Il Maha Kumbh Mela, il festival che si tiene ogni 12 anni, è considerato il più grande raduno umano sulla Terra. Durante questo importante evento religioso induista, diversi pellegrini si sono radunati per partecipare a un bagno sacro nel punto di convergenza dei tre fiumi Gange, Yamuna e Saraswati invisibile, nella città temporanea di Prayagraj, nel nord dell’India. Tuttavia, un tragico episodio ha scosso la folla con una folla che ha causato un accecante panico, lasciando diverse persone morte e decine ferite.
Le riprese aeree hanno mostrato milioni di devoti, spalla a spalla, che arrivavano nell’oscurità dell’alba nel campo temporaneo a Prayagraj. Dopo la calca, i video e le fotografie hanno mostrato i corpi portati via su barelle e persone sedute per terra piangendo. Altri invece camminavano su un tappeto di abiti, scarpe, zaini e coperte abbandonati mentre cercavano di sfuggire al caos.

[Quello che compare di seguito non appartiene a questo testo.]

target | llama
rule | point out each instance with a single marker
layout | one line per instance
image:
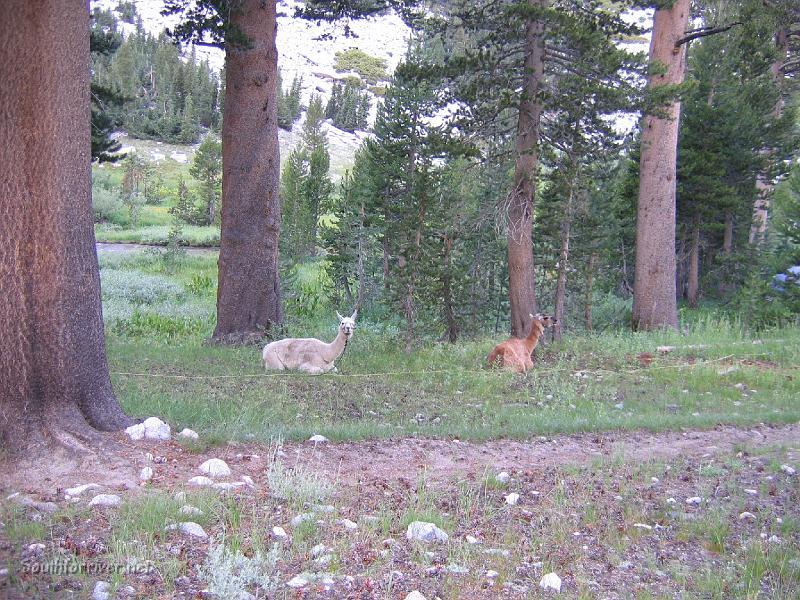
(515, 353)
(309, 354)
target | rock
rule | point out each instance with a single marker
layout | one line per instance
(425, 532)
(296, 521)
(188, 434)
(190, 511)
(297, 582)
(101, 591)
(136, 432)
(200, 480)
(105, 500)
(156, 429)
(189, 528)
(214, 467)
(551, 581)
(79, 489)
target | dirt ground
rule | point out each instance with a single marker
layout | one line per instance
(581, 500)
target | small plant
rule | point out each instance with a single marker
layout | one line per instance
(299, 485)
(230, 574)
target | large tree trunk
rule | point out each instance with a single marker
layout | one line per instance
(53, 369)
(693, 283)
(248, 297)
(654, 303)
(521, 285)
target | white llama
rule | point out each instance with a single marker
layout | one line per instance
(309, 354)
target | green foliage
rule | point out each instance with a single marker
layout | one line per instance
(371, 68)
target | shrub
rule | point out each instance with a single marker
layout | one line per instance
(108, 206)
(371, 68)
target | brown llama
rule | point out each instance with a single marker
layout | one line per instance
(515, 353)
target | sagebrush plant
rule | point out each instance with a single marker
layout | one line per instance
(298, 486)
(231, 575)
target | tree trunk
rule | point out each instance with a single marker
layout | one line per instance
(53, 369)
(561, 281)
(521, 284)
(758, 229)
(654, 303)
(587, 292)
(693, 283)
(248, 297)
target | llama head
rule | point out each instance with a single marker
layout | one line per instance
(347, 324)
(545, 320)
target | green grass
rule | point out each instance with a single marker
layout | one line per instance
(162, 365)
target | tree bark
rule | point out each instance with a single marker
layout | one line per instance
(521, 284)
(654, 303)
(53, 368)
(248, 297)
(561, 280)
(693, 283)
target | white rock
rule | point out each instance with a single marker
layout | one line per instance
(187, 433)
(136, 432)
(297, 582)
(79, 489)
(200, 480)
(156, 429)
(296, 521)
(101, 591)
(105, 500)
(189, 528)
(425, 532)
(214, 467)
(190, 511)
(551, 581)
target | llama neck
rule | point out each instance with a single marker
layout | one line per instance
(533, 337)
(336, 347)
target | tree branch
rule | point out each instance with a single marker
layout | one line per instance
(705, 31)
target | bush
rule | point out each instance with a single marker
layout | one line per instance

Testimoni oculari hanno raccontato la scena terribile, con persone spinte violentemente da dietro che cadevano senza via di fuga. Il governatore Yogi Adityanath ha dichiarato che la situazione è ora sotto controllo, ma la folla dei pellegrini rimane imponente. Si stima che tra i 90 e i 100 milioni di pellegrini, almeno 30 milioni abbiano già fatto il bagno sacro nelle acque.
Le autorità hanno riferito che almeno sette persone sono morte, mentre altre fonti parlano di più di 12 vittime. Questo festival, che ha avuto inizio il 13 gennaio, è il più grande raduno religioso al mondo. I fedeli hindu credono che un bagno nel punto di convergenza li purifichi dai peccati passati e ponga fine al ciclo della reincarnazione. Si prevede che più di 400 milioni di persone affolleranno il luogo di pellegrinaggio.
Finora quasi 150 milioni di persone hanno già partecipato, tra cui illustri personalità e celebrità. Una città tenda è stata costruita sulle rive del fiume per ospitare i visitatori, dotata di strade, elettricità, acqua, 3000 cucine e 11 ospedali. Circa 50.000 personale di sicurezza è stato schierato in città per mantenere l’ordine e gestire le folle, mentre più di 2.500 telecamere monitorano il movimento e la densità della folla per prevenire altre tragedie come questa.
Le calpeste mortali sono purtroppo comuni durante le festività religiose indiane, dove grandi folle si radunano in spazi ristretti. Nel 2013, almeno 40 pellegrini che partecipavano allo stesso festival rimasero uccisi in una calca presso una stazione ferroviaria a Prayagraj. Questo drammatico incidente sottolinea l’importanza di prendere provvedimenti adeguati per garantire la sicurezza e il benessere dei pellegrini durante i raduni religiosi di tale portata.